Wed, 22 Aug 2012
Payroll professionals should make company staff aware that they may not need to risk possible financial penalties for late filing of self assessment (SA) forms that they do not need to complete.
HMRC are issuing penalties notices of at least £1200 for people who have failed to submit their SA tax returns by this year’s February 2nd deadline.
The issue is exasperated by some workers ‘opting’ to complete an annual submission believing a tax saving can be made.
Clive Poole, payroll manager at Gloucestershire College, says the problem has been highlighted by staff contacting payroll after completing their SA with a figure different to what has already been returned at tax year end.
“I presume they are trying to claim allowances for relief on pension deductions, expenses, mileage and so on, which are already dealt with under HMRC approved company tax dispensations,” he said.
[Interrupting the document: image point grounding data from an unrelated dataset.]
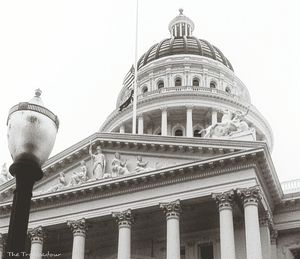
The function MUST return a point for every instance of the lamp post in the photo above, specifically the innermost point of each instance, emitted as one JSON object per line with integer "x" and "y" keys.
{"x": 31, "y": 135}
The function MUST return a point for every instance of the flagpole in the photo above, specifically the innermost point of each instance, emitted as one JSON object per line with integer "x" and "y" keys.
{"x": 135, "y": 71}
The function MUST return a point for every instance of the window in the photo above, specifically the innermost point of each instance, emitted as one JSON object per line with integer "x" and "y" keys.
{"x": 206, "y": 251}
{"x": 178, "y": 132}
{"x": 160, "y": 84}
{"x": 196, "y": 82}
{"x": 213, "y": 84}
{"x": 145, "y": 89}
{"x": 178, "y": 81}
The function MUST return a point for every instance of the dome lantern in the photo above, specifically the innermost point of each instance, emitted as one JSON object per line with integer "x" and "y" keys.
{"x": 181, "y": 26}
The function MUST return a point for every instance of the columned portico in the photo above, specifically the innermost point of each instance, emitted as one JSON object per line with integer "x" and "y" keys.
{"x": 164, "y": 121}
{"x": 172, "y": 211}
{"x": 225, "y": 201}
{"x": 124, "y": 220}
{"x": 37, "y": 238}
{"x": 79, "y": 229}
{"x": 189, "y": 121}
{"x": 140, "y": 124}
{"x": 250, "y": 198}
{"x": 122, "y": 129}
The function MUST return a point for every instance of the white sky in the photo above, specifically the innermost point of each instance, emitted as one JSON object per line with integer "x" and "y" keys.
{"x": 78, "y": 53}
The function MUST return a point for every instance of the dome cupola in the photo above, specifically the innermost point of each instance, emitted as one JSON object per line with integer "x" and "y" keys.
{"x": 181, "y": 26}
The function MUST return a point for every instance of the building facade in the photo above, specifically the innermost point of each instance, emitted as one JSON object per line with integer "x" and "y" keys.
{"x": 196, "y": 182}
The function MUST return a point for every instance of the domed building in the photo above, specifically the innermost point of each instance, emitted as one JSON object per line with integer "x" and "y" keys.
{"x": 196, "y": 182}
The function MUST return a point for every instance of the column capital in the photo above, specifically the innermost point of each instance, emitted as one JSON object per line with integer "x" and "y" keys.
{"x": 163, "y": 108}
{"x": 37, "y": 234}
{"x": 171, "y": 209}
{"x": 273, "y": 236}
{"x": 78, "y": 227}
{"x": 250, "y": 195}
{"x": 224, "y": 199}
{"x": 123, "y": 218}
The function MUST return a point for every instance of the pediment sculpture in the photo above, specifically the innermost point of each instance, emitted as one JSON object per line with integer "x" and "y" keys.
{"x": 231, "y": 124}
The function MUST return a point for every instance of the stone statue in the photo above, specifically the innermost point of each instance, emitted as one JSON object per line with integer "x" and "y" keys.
{"x": 118, "y": 166}
{"x": 99, "y": 163}
{"x": 62, "y": 183}
{"x": 5, "y": 175}
{"x": 141, "y": 166}
{"x": 79, "y": 177}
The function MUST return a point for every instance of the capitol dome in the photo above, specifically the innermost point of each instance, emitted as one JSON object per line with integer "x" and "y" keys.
{"x": 187, "y": 87}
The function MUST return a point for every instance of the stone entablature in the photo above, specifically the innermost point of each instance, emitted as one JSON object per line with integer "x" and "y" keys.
{"x": 161, "y": 177}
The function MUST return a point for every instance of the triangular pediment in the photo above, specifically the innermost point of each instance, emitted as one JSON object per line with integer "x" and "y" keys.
{"x": 122, "y": 155}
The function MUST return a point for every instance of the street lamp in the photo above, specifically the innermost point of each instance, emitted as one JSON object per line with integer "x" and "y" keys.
{"x": 31, "y": 135}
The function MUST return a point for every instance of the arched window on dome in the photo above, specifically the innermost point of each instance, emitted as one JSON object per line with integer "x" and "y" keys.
{"x": 178, "y": 132}
{"x": 178, "y": 81}
{"x": 157, "y": 131}
{"x": 144, "y": 89}
{"x": 213, "y": 84}
{"x": 196, "y": 81}
{"x": 160, "y": 84}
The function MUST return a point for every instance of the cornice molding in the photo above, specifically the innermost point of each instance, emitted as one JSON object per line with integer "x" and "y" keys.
{"x": 132, "y": 183}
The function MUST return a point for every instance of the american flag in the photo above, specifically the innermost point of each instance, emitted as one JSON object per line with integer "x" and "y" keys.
{"x": 128, "y": 83}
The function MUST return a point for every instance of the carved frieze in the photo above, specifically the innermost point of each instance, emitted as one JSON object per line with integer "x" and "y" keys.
{"x": 171, "y": 209}
{"x": 249, "y": 195}
{"x": 123, "y": 218}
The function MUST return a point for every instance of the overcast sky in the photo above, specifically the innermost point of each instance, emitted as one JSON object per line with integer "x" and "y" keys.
{"x": 78, "y": 53}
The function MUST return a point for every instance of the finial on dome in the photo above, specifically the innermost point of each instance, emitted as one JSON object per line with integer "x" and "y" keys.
{"x": 37, "y": 97}
{"x": 37, "y": 92}
{"x": 181, "y": 26}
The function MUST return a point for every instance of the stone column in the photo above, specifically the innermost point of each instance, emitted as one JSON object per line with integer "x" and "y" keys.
{"x": 79, "y": 230}
{"x": 164, "y": 121}
{"x": 189, "y": 121}
{"x": 274, "y": 235}
{"x": 225, "y": 202}
{"x": 250, "y": 197}
{"x": 1, "y": 246}
{"x": 37, "y": 238}
{"x": 122, "y": 129}
{"x": 172, "y": 211}
{"x": 214, "y": 117}
{"x": 140, "y": 124}
{"x": 124, "y": 220}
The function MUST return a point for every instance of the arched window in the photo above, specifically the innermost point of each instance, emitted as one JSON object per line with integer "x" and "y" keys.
{"x": 212, "y": 84}
{"x": 160, "y": 84}
{"x": 145, "y": 89}
{"x": 178, "y": 132}
{"x": 178, "y": 81}
{"x": 196, "y": 82}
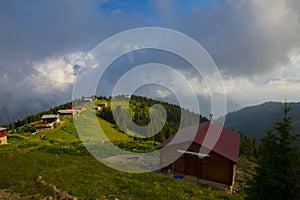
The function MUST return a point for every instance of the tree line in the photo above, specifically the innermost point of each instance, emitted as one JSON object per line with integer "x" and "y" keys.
{"x": 139, "y": 113}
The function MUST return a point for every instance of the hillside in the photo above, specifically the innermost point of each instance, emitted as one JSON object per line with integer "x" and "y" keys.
{"x": 253, "y": 121}
{"x": 54, "y": 163}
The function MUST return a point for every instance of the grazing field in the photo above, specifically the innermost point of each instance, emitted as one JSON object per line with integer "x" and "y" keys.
{"x": 58, "y": 158}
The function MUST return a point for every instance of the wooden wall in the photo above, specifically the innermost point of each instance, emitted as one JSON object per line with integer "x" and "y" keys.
{"x": 214, "y": 168}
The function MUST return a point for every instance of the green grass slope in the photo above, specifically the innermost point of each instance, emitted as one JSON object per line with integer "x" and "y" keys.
{"x": 60, "y": 158}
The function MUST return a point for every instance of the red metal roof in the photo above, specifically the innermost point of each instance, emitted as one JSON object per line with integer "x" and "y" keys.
{"x": 42, "y": 125}
{"x": 227, "y": 144}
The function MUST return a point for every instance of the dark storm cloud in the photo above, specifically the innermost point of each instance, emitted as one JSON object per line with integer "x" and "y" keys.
{"x": 244, "y": 37}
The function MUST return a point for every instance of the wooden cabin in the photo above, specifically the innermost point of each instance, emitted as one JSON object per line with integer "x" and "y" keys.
{"x": 43, "y": 127}
{"x": 68, "y": 111}
{"x": 3, "y": 135}
{"x": 215, "y": 167}
{"x": 50, "y": 119}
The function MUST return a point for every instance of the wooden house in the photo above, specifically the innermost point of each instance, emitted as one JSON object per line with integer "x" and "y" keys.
{"x": 215, "y": 168}
{"x": 68, "y": 111}
{"x": 103, "y": 104}
{"x": 3, "y": 135}
{"x": 43, "y": 127}
{"x": 50, "y": 119}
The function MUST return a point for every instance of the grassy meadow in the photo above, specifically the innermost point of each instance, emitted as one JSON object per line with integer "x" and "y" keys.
{"x": 59, "y": 157}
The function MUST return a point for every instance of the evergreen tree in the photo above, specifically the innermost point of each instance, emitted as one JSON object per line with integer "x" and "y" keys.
{"x": 277, "y": 173}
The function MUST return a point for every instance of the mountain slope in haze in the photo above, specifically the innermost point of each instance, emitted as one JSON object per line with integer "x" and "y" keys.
{"x": 253, "y": 121}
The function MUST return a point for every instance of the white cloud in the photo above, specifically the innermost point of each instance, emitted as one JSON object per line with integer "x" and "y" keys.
{"x": 163, "y": 93}
{"x": 54, "y": 74}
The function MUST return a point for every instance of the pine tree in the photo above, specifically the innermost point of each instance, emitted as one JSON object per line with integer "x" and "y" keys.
{"x": 275, "y": 177}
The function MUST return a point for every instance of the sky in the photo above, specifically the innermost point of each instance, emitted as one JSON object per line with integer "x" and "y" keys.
{"x": 255, "y": 44}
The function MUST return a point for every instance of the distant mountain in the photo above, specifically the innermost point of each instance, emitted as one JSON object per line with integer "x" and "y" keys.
{"x": 253, "y": 121}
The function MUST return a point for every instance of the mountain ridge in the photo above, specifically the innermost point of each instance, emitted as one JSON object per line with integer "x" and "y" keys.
{"x": 253, "y": 121}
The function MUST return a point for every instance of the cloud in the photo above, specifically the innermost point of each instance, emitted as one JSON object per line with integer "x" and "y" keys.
{"x": 54, "y": 74}
{"x": 254, "y": 43}
{"x": 163, "y": 93}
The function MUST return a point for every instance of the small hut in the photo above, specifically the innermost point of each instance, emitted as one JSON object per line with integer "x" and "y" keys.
{"x": 216, "y": 168}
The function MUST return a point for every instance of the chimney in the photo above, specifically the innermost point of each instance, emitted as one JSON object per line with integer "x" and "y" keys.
{"x": 211, "y": 118}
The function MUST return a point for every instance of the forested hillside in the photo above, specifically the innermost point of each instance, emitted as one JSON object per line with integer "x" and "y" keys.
{"x": 253, "y": 121}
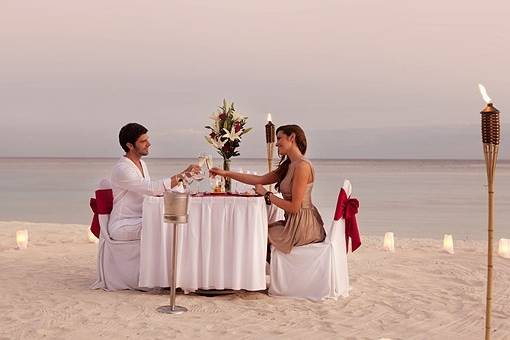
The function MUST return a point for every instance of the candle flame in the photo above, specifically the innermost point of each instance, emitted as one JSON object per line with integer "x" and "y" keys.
{"x": 485, "y": 96}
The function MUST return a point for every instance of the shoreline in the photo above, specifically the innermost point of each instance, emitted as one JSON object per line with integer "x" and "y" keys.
{"x": 417, "y": 291}
{"x": 365, "y": 237}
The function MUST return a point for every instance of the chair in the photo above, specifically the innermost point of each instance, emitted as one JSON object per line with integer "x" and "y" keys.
{"x": 118, "y": 262}
{"x": 314, "y": 271}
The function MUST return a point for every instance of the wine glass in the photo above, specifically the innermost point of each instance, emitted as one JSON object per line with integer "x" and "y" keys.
{"x": 209, "y": 163}
{"x": 199, "y": 176}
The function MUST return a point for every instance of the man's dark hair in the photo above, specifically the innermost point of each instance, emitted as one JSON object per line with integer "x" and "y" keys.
{"x": 130, "y": 133}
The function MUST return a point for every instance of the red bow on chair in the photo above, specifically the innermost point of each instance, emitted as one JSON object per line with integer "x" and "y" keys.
{"x": 102, "y": 204}
{"x": 347, "y": 208}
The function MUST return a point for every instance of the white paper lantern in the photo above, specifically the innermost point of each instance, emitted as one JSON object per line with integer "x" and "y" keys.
{"x": 22, "y": 239}
{"x": 389, "y": 242}
{"x": 504, "y": 248}
{"x": 92, "y": 238}
{"x": 448, "y": 244}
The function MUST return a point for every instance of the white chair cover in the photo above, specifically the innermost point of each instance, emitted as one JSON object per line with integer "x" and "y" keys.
{"x": 118, "y": 262}
{"x": 314, "y": 271}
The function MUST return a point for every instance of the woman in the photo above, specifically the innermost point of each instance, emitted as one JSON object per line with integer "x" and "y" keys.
{"x": 294, "y": 179}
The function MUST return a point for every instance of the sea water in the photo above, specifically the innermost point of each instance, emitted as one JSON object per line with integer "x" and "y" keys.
{"x": 412, "y": 198}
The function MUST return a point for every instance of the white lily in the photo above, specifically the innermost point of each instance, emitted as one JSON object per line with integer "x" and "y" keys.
{"x": 232, "y": 134}
{"x": 215, "y": 116}
{"x": 236, "y": 116}
{"x": 218, "y": 144}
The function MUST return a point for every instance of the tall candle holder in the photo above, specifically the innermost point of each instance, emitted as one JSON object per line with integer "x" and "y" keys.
{"x": 270, "y": 138}
{"x": 490, "y": 138}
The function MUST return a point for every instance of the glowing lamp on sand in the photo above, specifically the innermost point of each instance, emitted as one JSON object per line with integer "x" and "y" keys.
{"x": 448, "y": 243}
{"x": 22, "y": 239}
{"x": 92, "y": 238}
{"x": 504, "y": 248}
{"x": 389, "y": 242}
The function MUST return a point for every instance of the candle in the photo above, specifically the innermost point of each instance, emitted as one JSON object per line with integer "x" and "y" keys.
{"x": 270, "y": 131}
{"x": 389, "y": 242}
{"x": 22, "y": 239}
{"x": 504, "y": 248}
{"x": 448, "y": 243}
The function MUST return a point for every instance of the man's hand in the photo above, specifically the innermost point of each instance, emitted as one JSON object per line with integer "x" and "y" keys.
{"x": 217, "y": 172}
{"x": 191, "y": 170}
{"x": 259, "y": 189}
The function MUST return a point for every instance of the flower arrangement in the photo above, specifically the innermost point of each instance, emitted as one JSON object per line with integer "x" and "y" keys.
{"x": 227, "y": 129}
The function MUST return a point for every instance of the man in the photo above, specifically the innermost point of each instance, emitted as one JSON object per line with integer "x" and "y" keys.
{"x": 119, "y": 249}
{"x": 131, "y": 181}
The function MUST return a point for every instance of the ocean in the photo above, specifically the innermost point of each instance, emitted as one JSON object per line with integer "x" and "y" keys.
{"x": 412, "y": 198}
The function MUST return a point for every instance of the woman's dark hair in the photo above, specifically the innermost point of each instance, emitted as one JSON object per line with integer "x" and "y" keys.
{"x": 129, "y": 133}
{"x": 300, "y": 140}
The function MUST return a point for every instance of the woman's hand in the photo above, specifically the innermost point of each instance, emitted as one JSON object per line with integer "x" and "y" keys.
{"x": 259, "y": 189}
{"x": 217, "y": 172}
{"x": 191, "y": 170}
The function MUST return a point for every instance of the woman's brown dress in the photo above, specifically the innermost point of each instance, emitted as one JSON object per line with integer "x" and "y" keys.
{"x": 301, "y": 228}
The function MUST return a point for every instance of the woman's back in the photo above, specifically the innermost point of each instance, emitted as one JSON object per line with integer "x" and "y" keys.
{"x": 300, "y": 228}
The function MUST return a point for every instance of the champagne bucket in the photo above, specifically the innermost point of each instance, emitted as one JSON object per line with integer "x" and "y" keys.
{"x": 176, "y": 207}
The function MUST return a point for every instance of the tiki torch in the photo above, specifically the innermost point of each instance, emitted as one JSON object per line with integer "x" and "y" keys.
{"x": 270, "y": 135}
{"x": 490, "y": 139}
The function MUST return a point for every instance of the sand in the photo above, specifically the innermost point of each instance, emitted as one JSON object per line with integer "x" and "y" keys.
{"x": 418, "y": 292}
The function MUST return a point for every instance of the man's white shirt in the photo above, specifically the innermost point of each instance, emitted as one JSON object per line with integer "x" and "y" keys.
{"x": 129, "y": 187}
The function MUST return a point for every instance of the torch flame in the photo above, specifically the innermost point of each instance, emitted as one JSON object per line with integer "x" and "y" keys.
{"x": 485, "y": 96}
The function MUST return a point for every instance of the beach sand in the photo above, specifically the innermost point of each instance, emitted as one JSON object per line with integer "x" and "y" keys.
{"x": 418, "y": 292}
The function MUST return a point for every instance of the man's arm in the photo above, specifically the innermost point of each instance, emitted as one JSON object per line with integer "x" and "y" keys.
{"x": 127, "y": 178}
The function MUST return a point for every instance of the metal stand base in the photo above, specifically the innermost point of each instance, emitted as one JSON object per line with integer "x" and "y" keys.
{"x": 172, "y": 310}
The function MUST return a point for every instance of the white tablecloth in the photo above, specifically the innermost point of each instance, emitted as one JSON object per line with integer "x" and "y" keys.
{"x": 223, "y": 246}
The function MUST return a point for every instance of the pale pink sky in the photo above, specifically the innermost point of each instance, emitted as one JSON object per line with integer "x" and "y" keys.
{"x": 67, "y": 65}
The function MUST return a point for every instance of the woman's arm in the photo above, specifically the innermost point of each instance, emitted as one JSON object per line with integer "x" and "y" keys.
{"x": 301, "y": 177}
{"x": 268, "y": 178}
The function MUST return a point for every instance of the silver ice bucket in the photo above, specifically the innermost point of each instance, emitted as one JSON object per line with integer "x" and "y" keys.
{"x": 176, "y": 207}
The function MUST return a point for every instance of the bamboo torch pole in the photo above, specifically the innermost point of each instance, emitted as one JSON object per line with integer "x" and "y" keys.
{"x": 490, "y": 139}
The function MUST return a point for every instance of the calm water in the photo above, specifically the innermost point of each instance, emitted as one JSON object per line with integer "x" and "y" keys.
{"x": 416, "y": 198}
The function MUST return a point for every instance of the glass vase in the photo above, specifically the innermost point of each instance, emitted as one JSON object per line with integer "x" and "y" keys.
{"x": 228, "y": 180}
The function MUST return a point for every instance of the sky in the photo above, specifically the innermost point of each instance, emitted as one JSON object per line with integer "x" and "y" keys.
{"x": 365, "y": 79}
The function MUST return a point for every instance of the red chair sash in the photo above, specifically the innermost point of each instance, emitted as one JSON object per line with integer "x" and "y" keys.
{"x": 347, "y": 208}
{"x": 101, "y": 205}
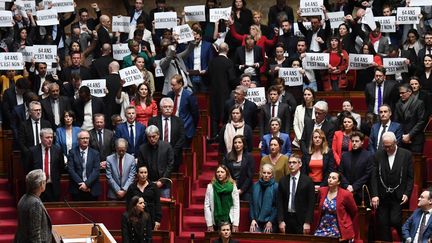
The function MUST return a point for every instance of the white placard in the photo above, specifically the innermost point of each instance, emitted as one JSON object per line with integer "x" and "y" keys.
{"x": 6, "y": 19}
{"x": 121, "y": 24}
{"x": 165, "y": 20}
{"x": 45, "y": 53}
{"x": 97, "y": 86}
{"x": 11, "y": 61}
{"x": 316, "y": 61}
{"x": 158, "y": 69}
{"x": 360, "y": 61}
{"x": 311, "y": 7}
{"x": 336, "y": 18}
{"x": 219, "y": 13}
{"x": 194, "y": 13}
{"x": 408, "y": 15}
{"x": 388, "y": 23}
{"x": 292, "y": 76}
{"x": 395, "y": 65}
{"x": 47, "y": 17}
{"x": 184, "y": 32}
{"x": 256, "y": 95}
{"x": 131, "y": 75}
{"x": 418, "y": 3}
{"x": 120, "y": 51}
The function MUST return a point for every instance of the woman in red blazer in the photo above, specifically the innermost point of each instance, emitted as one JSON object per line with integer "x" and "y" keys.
{"x": 338, "y": 211}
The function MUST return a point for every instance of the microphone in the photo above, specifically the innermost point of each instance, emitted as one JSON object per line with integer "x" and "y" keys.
{"x": 95, "y": 229}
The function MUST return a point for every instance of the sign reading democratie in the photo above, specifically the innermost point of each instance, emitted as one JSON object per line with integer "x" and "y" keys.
{"x": 194, "y": 13}
{"x": 11, "y": 61}
{"x": 131, "y": 75}
{"x": 97, "y": 86}
{"x": 165, "y": 20}
{"x": 316, "y": 61}
{"x": 292, "y": 76}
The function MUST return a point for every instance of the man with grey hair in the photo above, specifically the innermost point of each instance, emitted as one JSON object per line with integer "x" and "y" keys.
{"x": 50, "y": 159}
{"x": 320, "y": 122}
{"x": 34, "y": 223}
{"x": 158, "y": 157}
{"x": 391, "y": 185}
{"x": 120, "y": 170}
{"x": 172, "y": 129}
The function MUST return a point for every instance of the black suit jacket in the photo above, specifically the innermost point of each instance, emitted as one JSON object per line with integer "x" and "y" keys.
{"x": 56, "y": 165}
{"x": 304, "y": 199}
{"x": 402, "y": 170}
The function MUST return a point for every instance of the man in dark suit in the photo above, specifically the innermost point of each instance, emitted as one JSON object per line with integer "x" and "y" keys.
{"x": 132, "y": 131}
{"x": 321, "y": 110}
{"x": 356, "y": 166}
{"x": 391, "y": 185}
{"x": 54, "y": 106}
{"x": 101, "y": 139}
{"x": 173, "y": 131}
{"x": 296, "y": 200}
{"x": 418, "y": 227}
{"x": 85, "y": 107}
{"x": 48, "y": 158}
{"x": 380, "y": 91}
{"x": 185, "y": 106}
{"x": 34, "y": 223}
{"x": 410, "y": 113}
{"x": 275, "y": 109}
{"x": 379, "y": 128}
{"x": 222, "y": 77}
{"x": 158, "y": 156}
{"x": 83, "y": 167}
{"x": 250, "y": 110}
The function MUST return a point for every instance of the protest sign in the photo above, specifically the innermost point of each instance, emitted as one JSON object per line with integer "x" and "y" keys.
{"x": 47, "y": 17}
{"x": 45, "y": 53}
{"x": 395, "y": 65}
{"x": 11, "y": 61}
{"x": 120, "y": 51}
{"x": 131, "y": 75}
{"x": 292, "y": 76}
{"x": 195, "y": 13}
{"x": 219, "y": 13}
{"x": 121, "y": 24}
{"x": 316, "y": 61}
{"x": 97, "y": 86}
{"x": 165, "y": 20}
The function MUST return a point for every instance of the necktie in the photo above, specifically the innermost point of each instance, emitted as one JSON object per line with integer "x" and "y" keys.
{"x": 380, "y": 137}
{"x": 379, "y": 98}
{"x": 293, "y": 191}
{"x": 37, "y": 133}
{"x": 422, "y": 227}
{"x": 166, "y": 130}
{"x": 46, "y": 163}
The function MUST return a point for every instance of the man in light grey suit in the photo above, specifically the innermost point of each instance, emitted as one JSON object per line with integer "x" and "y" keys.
{"x": 120, "y": 170}
{"x": 34, "y": 223}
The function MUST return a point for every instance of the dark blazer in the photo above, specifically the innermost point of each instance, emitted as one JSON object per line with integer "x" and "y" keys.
{"x": 390, "y": 94}
{"x": 108, "y": 142}
{"x": 165, "y": 160}
{"x": 357, "y": 174}
{"x": 98, "y": 106}
{"x": 373, "y": 136}
{"x": 75, "y": 168}
{"x": 122, "y": 131}
{"x": 402, "y": 163}
{"x": 34, "y": 223}
{"x": 56, "y": 165}
{"x": 304, "y": 199}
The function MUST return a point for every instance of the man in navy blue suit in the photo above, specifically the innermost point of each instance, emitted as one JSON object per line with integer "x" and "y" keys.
{"x": 83, "y": 166}
{"x": 418, "y": 227}
{"x": 131, "y": 130}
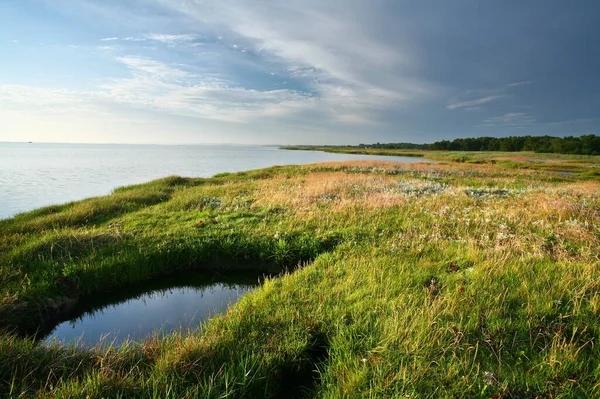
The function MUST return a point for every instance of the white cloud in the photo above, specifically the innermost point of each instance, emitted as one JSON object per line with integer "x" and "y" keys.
{"x": 511, "y": 119}
{"x": 519, "y": 83}
{"x": 341, "y": 61}
{"x": 474, "y": 102}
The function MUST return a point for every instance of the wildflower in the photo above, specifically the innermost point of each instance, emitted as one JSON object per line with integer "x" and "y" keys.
{"x": 489, "y": 378}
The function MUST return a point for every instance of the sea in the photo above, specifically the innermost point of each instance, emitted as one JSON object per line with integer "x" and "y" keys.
{"x": 34, "y": 175}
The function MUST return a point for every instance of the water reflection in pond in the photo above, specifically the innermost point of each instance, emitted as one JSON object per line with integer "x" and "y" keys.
{"x": 163, "y": 306}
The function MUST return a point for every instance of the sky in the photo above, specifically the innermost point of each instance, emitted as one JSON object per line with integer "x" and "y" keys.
{"x": 296, "y": 71}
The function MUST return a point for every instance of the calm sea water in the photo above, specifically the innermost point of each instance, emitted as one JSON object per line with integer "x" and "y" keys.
{"x": 34, "y": 175}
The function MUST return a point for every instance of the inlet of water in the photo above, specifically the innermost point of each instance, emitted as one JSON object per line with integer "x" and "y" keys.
{"x": 160, "y": 306}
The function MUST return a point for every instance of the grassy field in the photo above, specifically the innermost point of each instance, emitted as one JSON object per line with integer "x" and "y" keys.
{"x": 585, "y": 165}
{"x": 397, "y": 280}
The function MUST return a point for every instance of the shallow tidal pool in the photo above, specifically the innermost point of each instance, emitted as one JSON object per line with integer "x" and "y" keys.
{"x": 161, "y": 306}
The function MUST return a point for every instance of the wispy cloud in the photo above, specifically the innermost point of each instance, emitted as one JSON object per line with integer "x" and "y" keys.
{"x": 519, "y": 83}
{"x": 473, "y": 103}
{"x": 514, "y": 119}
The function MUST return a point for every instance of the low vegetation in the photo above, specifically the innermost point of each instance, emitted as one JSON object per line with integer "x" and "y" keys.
{"x": 588, "y": 166}
{"x": 397, "y": 280}
{"x": 583, "y": 145}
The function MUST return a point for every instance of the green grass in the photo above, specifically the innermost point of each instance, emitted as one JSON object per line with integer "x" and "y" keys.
{"x": 585, "y": 165}
{"x": 421, "y": 281}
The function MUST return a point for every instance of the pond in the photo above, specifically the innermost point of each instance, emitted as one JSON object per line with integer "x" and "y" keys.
{"x": 162, "y": 306}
Some SA submissions may still be genuine as staff may have multiple roles or have a self-employed position.
“But the vast majority of staff here and in wider industries, paid under PAYE, are putting themselves at risk of hefty fines for no real purpose,” Poole warned.
As a result Poole has sent an email to all staff warning them over the possible risks and recommends other payroll departments do the same as a duty of care to employees.
The email sent to all Gloucestershire College staff states that “unless HMRC have specifically instructed you to complete this return, as you are paid under the Pay As You Earn (PAYE) taxation system with the College, there is no requirement for you to complete this form and/or risk such penalties”.